Though Nileema hailed from a middle-class rural background, it was her helpful nature that made her instantly popular. Her resolve at the age of 13 not to get married and to devote herself to rural social work was strengthened when she travelled all over India while working with an NGO, Vigyan Ashram, near Pune, for eight years after graduation.

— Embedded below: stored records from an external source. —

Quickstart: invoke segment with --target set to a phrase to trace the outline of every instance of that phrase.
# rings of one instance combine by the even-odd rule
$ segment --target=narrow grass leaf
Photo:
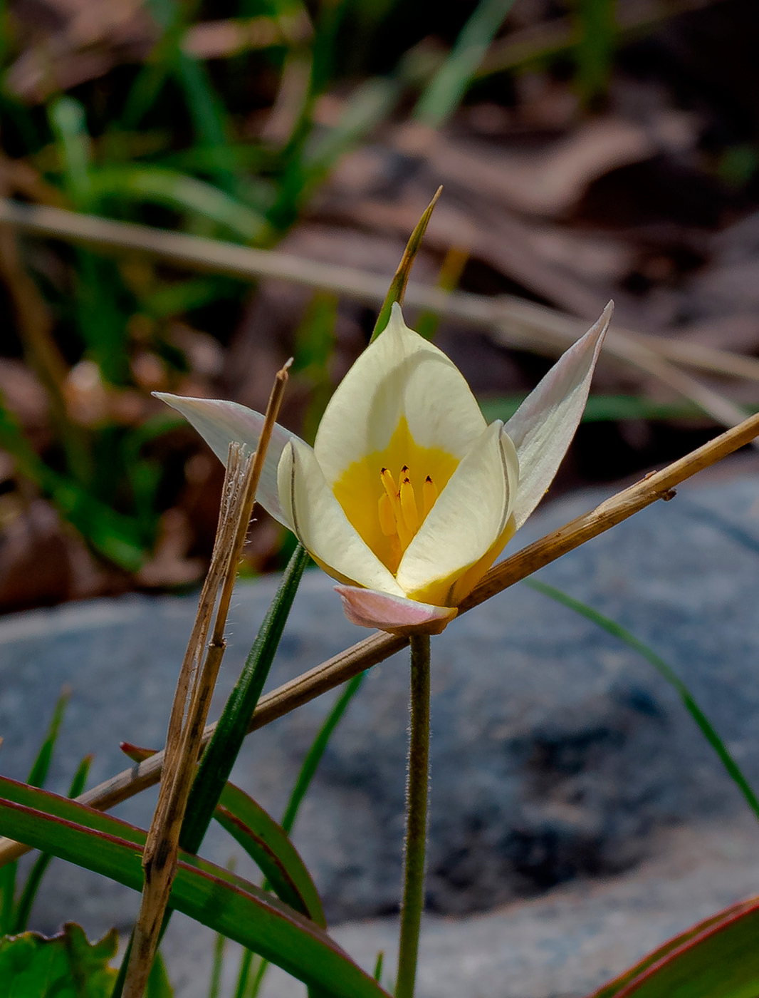
[[[25,932],[0,939],[0,998],[108,998],[118,946],[116,929],[90,943],[74,922],[50,938]]]
[[[145,998],[174,998],[174,988],[169,980],[161,953],[156,953],[153,958],[148,987],[145,989]]]
[[[44,786],[50,771],[50,763],[53,759],[53,750],[61,732],[61,725],[66,714],[66,708],[71,700],[71,690],[65,688],[61,696],[56,701],[53,708],[53,717],[45,733],[45,739],[34,760],[27,782],[32,786]]]
[[[316,772],[316,768],[319,762],[321,761],[322,756],[324,755],[326,748],[329,744],[329,740],[332,737],[335,728],[337,728],[338,724],[340,723],[340,719],[345,714],[348,704],[350,704],[355,695],[358,693],[358,690],[361,684],[363,683],[365,676],[366,673],[359,673],[358,676],[354,676],[353,679],[346,685],[345,690],[337,699],[337,703],[334,705],[332,710],[329,712],[326,721],[321,726],[321,729],[319,730],[310,749],[308,750],[308,753],[306,754],[305,760],[303,761],[303,765],[300,768],[298,778],[295,780],[295,785],[292,788],[292,792],[290,793],[290,799],[287,803],[287,807],[285,808],[284,815],[282,817],[282,828],[284,829],[286,834],[289,834],[289,832],[292,830],[292,825],[294,824],[295,818],[297,817],[300,804],[303,800],[303,797],[306,794],[306,790],[308,789],[311,780],[313,779],[314,773]],[[264,884],[264,887],[265,886],[267,885]],[[263,978],[266,973],[267,966],[268,963],[265,959],[261,960],[260,964],[258,965],[258,969],[256,971],[255,978],[253,980],[253,985],[251,988],[251,998],[257,998],[261,984],[263,983]],[[249,973],[249,965],[247,972]],[[237,990],[238,991],[240,990],[239,984]],[[242,990],[244,991],[244,985],[242,987]],[[315,996],[309,995],[309,998],[315,998]]]
[[[125,821],[0,777],[0,827],[18,841],[142,889],[146,832]],[[172,905],[335,998],[385,995],[313,922],[196,856],[180,855]]]
[[[313,779],[314,773],[319,762],[326,751],[327,746],[329,745],[329,740],[332,738],[332,733],[335,728],[340,723],[342,716],[345,714],[348,704],[353,700],[359,691],[361,684],[364,681],[366,673],[359,673],[358,676],[354,676],[350,683],[346,684],[345,690],[342,692],[340,697],[337,699],[337,703],[329,712],[326,721],[321,726],[321,729],[313,741],[313,745],[308,749],[308,754],[306,755],[303,765],[301,766],[298,778],[295,781],[295,785],[292,788],[292,793],[290,794],[290,799],[285,808],[284,814],[282,815],[282,827],[287,834],[292,830],[292,826],[295,823],[295,818],[297,817],[300,804],[303,801],[303,797],[306,794],[311,780]]]
[[[260,804],[227,783],[213,816],[258,865],[280,900],[326,927],[318,892],[303,860],[281,825]]]
[[[451,54],[419,98],[414,109],[417,121],[440,128],[456,111],[513,4],[514,0],[480,0]]]
[[[80,793],[83,792],[85,784],[87,782],[87,776],[90,772],[90,766],[92,765],[93,755],[85,755],[82,761],[77,766],[77,771],[74,773],[74,778],[71,781],[71,786],[69,787],[69,797],[72,799],[78,797]],[[31,780],[30,780],[31,782]],[[35,784],[32,784],[35,785]],[[18,904],[16,905],[16,910],[13,915],[13,932],[24,932],[26,931],[27,925],[29,924],[29,915],[32,911],[32,905],[34,904],[34,899],[37,896],[37,891],[42,883],[42,878],[47,871],[50,861],[53,857],[49,852],[43,852],[34,861],[34,865],[29,871],[29,876],[24,884],[24,889],[21,891],[21,897],[19,898]]]
[[[585,617],[587,620],[592,621],[593,624],[597,624],[598,627],[602,628],[614,638],[618,638],[619,641],[627,645],[628,648],[631,648],[634,652],[637,652],[638,655],[641,655],[646,662],[649,662],[656,672],[663,679],[665,679],[671,687],[674,688],[691,718],[695,721],[696,725],[698,725],[704,738],[719,756],[719,760],[724,765],[728,775],[743,794],[746,803],[754,812],[755,816],[759,818],[759,799],[757,799],[754,790],[744,776],[740,766],[730,754],[724,742],[714,731],[708,718],[693,699],[693,695],[674,670],[668,666],[662,658],[656,655],[656,653],[646,644],[634,635],[630,634],[629,631],[621,627],[615,621],[609,620],[609,618],[604,617],[603,614],[599,614],[597,610],[593,610],[591,607],[586,606],[579,600],[575,600],[573,597],[562,592],[561,589],[557,589],[555,586],[549,586],[545,582],[540,582],[538,579],[525,579],[524,583],[531,589],[535,589],[537,592],[543,593],[544,596],[548,596],[557,603],[561,603],[569,610],[573,610],[581,617]]]
[[[92,174],[92,195],[98,201],[119,200],[163,205],[190,212],[222,226],[246,243],[260,242],[267,226],[263,216],[212,184],[178,170],[158,166],[113,166]]]
[[[588,998],[754,998],[759,898],[687,929]]]
[[[221,791],[229,778],[308,561],[308,553],[298,545],[258,630],[239,679],[224,705],[213,738],[202,754],[180,838],[182,848],[189,852],[196,852],[200,847]]]

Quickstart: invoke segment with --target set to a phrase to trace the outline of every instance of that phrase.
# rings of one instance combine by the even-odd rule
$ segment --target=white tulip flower
[[[439,634],[543,498],[582,415],[611,304],[512,418],[488,425],[456,365],[394,305],[327,405],[313,447],[276,425],[257,499],[339,585],[347,617]],[[263,416],[158,392],[221,461]]]

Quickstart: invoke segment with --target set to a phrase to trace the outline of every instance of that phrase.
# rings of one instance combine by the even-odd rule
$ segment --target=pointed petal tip
[[[441,634],[459,612],[456,607],[435,607],[373,589],[342,585],[334,588],[351,624],[400,637]]]

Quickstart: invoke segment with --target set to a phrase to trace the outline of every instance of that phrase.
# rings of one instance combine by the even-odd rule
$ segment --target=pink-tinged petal
[[[512,510],[518,530],[546,494],[571,443],[613,308],[609,301],[595,325],[560,357],[506,424],[520,461]]]
[[[258,446],[263,426],[263,416],[260,412],[248,409],[247,406],[239,405],[237,402],[227,402],[217,398],[190,398],[186,395],[170,395],[165,391],[154,391],[153,394],[181,412],[188,422],[194,426],[222,464],[226,464],[229,444],[232,441],[247,444],[251,450],[255,450]],[[297,439],[294,433],[290,433],[278,423],[274,424],[256,493],[256,499],[266,512],[285,527],[289,524],[284,519],[279,503],[276,469],[285,445],[293,438]]]
[[[374,589],[335,586],[345,616],[359,627],[377,628],[407,637],[411,634],[440,634],[457,615],[456,607],[433,607],[402,596]]]

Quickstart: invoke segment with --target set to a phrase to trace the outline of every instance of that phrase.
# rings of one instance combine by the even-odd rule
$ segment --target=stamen
[[[406,526],[406,520],[403,516],[403,506],[401,503],[400,492],[397,494],[396,500],[397,500],[397,507],[393,508],[393,512],[395,513],[395,522],[396,526],[398,527],[398,538],[401,542],[401,549],[405,551],[406,548],[409,546],[409,544],[411,544],[414,532],[409,530],[409,528]]]
[[[382,533],[385,537],[394,537],[398,533],[398,528],[395,525],[393,504],[390,502],[390,497],[385,492],[383,492],[379,497],[377,513],[379,514],[380,529],[382,530]]]
[[[422,485],[422,506],[424,509],[425,519],[427,518],[432,507],[435,505],[437,498],[438,490],[435,487],[435,483],[432,478],[428,475]]]
[[[398,495],[398,487],[395,484],[395,479],[393,478],[389,468],[380,469],[380,480],[387,492],[390,502],[395,505],[395,497]]]
[[[405,465],[404,468],[408,471]],[[401,482],[400,496],[403,519],[413,537],[417,530],[419,530],[419,511],[417,510],[416,496],[414,495],[414,486],[411,484],[411,479],[404,478]]]
[[[395,521],[395,530],[393,531],[393,533],[396,533],[397,531],[398,538],[401,542],[401,547],[405,551],[406,548],[411,543],[411,538],[413,535],[409,533],[403,519],[403,511],[401,509],[401,493],[397,489],[395,484],[395,479],[393,478],[388,468],[382,468],[380,470],[380,479],[382,480],[382,486],[385,489],[385,495],[387,496],[388,502],[390,503],[390,511],[393,514],[393,519]],[[380,515],[382,516],[384,514]],[[380,521],[380,526],[381,524],[382,521]]]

“Even today, many of her old classmates and friends, some of whom belong to the biggest industrial or political families in the state, treat her affectionately. ‘Do not give charity and make people dependent. Instead, make them self-sufficent and independent to face life,’ – they always advised her, and she heeded them. They are ready to spend any amount for making people self-reliant and stand on their feet. Her work is proof of it,” Mishra explained.

The knowledge that she acquired from her domestic travels prompted her to set up the BNGVN, which is today a force to reckon with in rural Maharashtra.

Originally from Uttar Pradesh, the Mishras are settled in Maharashtra since seven generations.At home, we speak Hindi with a lot of Marathi words thrown in,” Mishra laughed.

Nileema’s mother Nirupama hails from Kanpur, while her two sisters are married and settled in Nashik and Pune.

Their only brother Shailendra is an area manager with a Pune-based pharmaceutical company, currently based in Mehsana, Gujarat.